Predicting steady-state biogas production from waste using advanced machine learning-metaheuristic approaches

Abstract

This research offers a fast and accurate method for measuring the biogas production rate throughout biogas production. An agricultural biogas plant's measurement of eight process variables served as the source of experimental data used to create the models. Biomass type, reactor/feeding, volatile solids, pH, organic load rate, hydraulic retention time, temperature, and reactor volume were utilized in this context. Artificial neural networks (ANN) were developed to evaluate the biogas production rate.
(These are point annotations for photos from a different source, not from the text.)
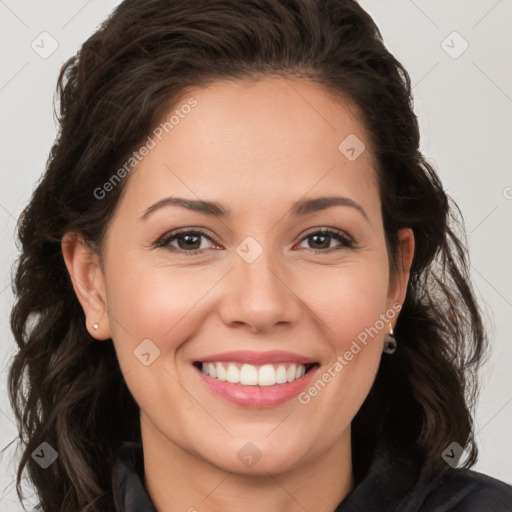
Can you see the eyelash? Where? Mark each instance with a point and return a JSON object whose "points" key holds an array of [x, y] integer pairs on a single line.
{"points": [[164, 241]]}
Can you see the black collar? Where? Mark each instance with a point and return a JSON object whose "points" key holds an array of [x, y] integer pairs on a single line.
{"points": [[394, 482]]}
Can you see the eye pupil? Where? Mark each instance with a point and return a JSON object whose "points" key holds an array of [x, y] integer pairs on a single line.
{"points": [[188, 238], [322, 246]]}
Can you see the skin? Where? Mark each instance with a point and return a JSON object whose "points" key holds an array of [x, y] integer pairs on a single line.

The variable selection was carried out using the cuckoo optimization algorithm (COA), multi-verse optimization algorithm (MVO), leagues championship algorithm (LCA), evaporation-rate water cycle algorithm (ERWCA), stochastic fractal search (SFS), and teaching–learning-based optimization (TLBO). In this study, the model's size decreased, the important process variables were highlighted, and the ANN models' potential was enhanced for prediction. The proposed COA, MVO, LCA, ERWCA, SFS, and TLBO and ensembles are the outcome of using the abovementioned approaches to synthesize the multi-layer perceptron (MLP). To evaluate the effectiveness of the used models, we have developed a scoring system in addition to employing mean absolute error, mean square error, and coefficient of determination as accuracy criteria. Implementing the COA, MVO, LCA, ERWCA, SFS, and TLBO algorithms enhances the accuracy of the MLP. It is found that some of the used hybrid techniques could provide better prediction outputs than traditional MLP rankings. Additional investigation indicated that the ERWCA is better than the three other algorithms. The biogas production rate was estimated with the greatest precision with R2 = 0.9314 and 0.9302, RMSE of 0.1969 and 0.24925, and MAE of 0.1307 and 0.19591.